In connection with the Issuer's entry into one or more Master Swap Agreements,
the Issuer has requested that the Trustee agree, without the consent of the
Securityholders, to a modification to the Master Trust Deed to provide for
such further swap agreements to be entered by the Issuer, being a modification
which in the opinion of the Trustee is not materially prejudicial to the
interests of the Securityholders. In that regard, to assist it with forming
such opinion, the Trustee has been provided with, and relied on, an opinion of
counsel of the Issuer dated 1 July 2024 and a certificate of the directors of
the Issuer dated 1 July 2024 certifying that the proposed modification will
not be materially prejudicial to the interests of the Securityholders.
Supplemental Trust Deed
Pursuant to a Supplemental Trust Deed (the Supplemental Trust Deed), a copy of
which is enclosed and which will also be available at http://zipa.co, made
between the Issuer, the Trustee and Security Trustee and the Administrator
(together the Parties) dated 1 July 2024, the Parties agreed to make certain
amendments to the Master Trust Deed by adding a new clause 16.1.3 and Schedule
7, to allow the Issuer to agree, without the consent of the Trustee, from time
to time and for the avoidance of doubt on more than one occasion, to enter
into a master swap agreement with a new swap counterparty provided it shall
have delivered a certificate to the Trustee 7 business days prior to the entry
into a proposed master swap agreement. The Supplemental Trust Deed also
provides for certain amendments to be made to the definitions of "Master Swap
Agreement" and "Swap Counterparty" in the Master Conditions. The new clause
16.1.3 of the Master Trust Deed is set out below:
"16.1.3 The Issuer may agree without the consent of the Trustee, from time
to time and for the avoidance of doubt on more than one occasion, to enter
into a Master Swap Agreement with a new Swap Counterparty provided that it
shall have delivered a certificate to the Trustee substantially in the form
set out in Schedule 7 of this Master Trust Deed 7 Business Days prior to the
entry into a proposed new Master Swap Agreement."
Enquiries
The Issuer
2(nd) Floor, Block 5
Irish Life Centre
Abbey Street Lower
Dublin 1
D01 P767
Attention: the Directors
Important information
This announcement is not a prospectus, is distributed for information purposes
only and does not constitute or form part of any offer or invitation to issue,
acquire or dispose of any securities in any jurisdiction. Nothing in this
document is intended to amount to an invitation or inducement to engage in
investment activity. Nothing in this document amounts to the giving of advice.

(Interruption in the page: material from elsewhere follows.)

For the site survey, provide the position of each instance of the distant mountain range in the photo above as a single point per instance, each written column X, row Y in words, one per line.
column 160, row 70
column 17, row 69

If you are in any doubt as to the action you should take, you should consult a
professional adviser.
Dated 1 July
2024
Zipa Precious Metals Public Limited Company
(as Issuer)
Apex Corporate Trustees (UK) Limited
(as Trustee and Security Trustee)
Apex Fund Services (Ireland) Limited
(as Administrator)
SUPPLEMENTAL TRUST DEED
THIS SUPPLEMENTAL TRUST DEED is dated 1 July 2024 and made between:
(1) ZIPA PRECIOUS METALS PUBLIC LIMITED COMPANY, a public limited
company incorporated under the laws of Ireland with company number 734888,
whose registered office is at 2(nd) Floor, Block 5. Irish Life Centre, Abbey
Street Lower, Dublin 1, D01 P767 (the Issuer);
(2) APEX CORPORATE TRUSTEES (UK) LIMITED, a company duly
incorporated and registered in England with registered company number 00239726
and whose registered office is at 6th Floor 125 London Wall, London, United
Kingdom, EC2Y 5AS (the Trustee and the Security Trustee as the case may be);
and
(3) APEX FUND SERVICES (IRELAND) LIMITED, a company duly
incorporated and registered in Ireland with registered company number 636459
and whose registered office is at 2(nd) Floor, Block 5, Irish Life Centre,
Abbey Street Lower, Dublin 1, D01 P767, Ireland (the Administrator),
(each a Party and together, the Parties)
RECITALS:
(A) The Issuer from time to time issues Gold Securities under its
Gold Securities Programme (the Programme).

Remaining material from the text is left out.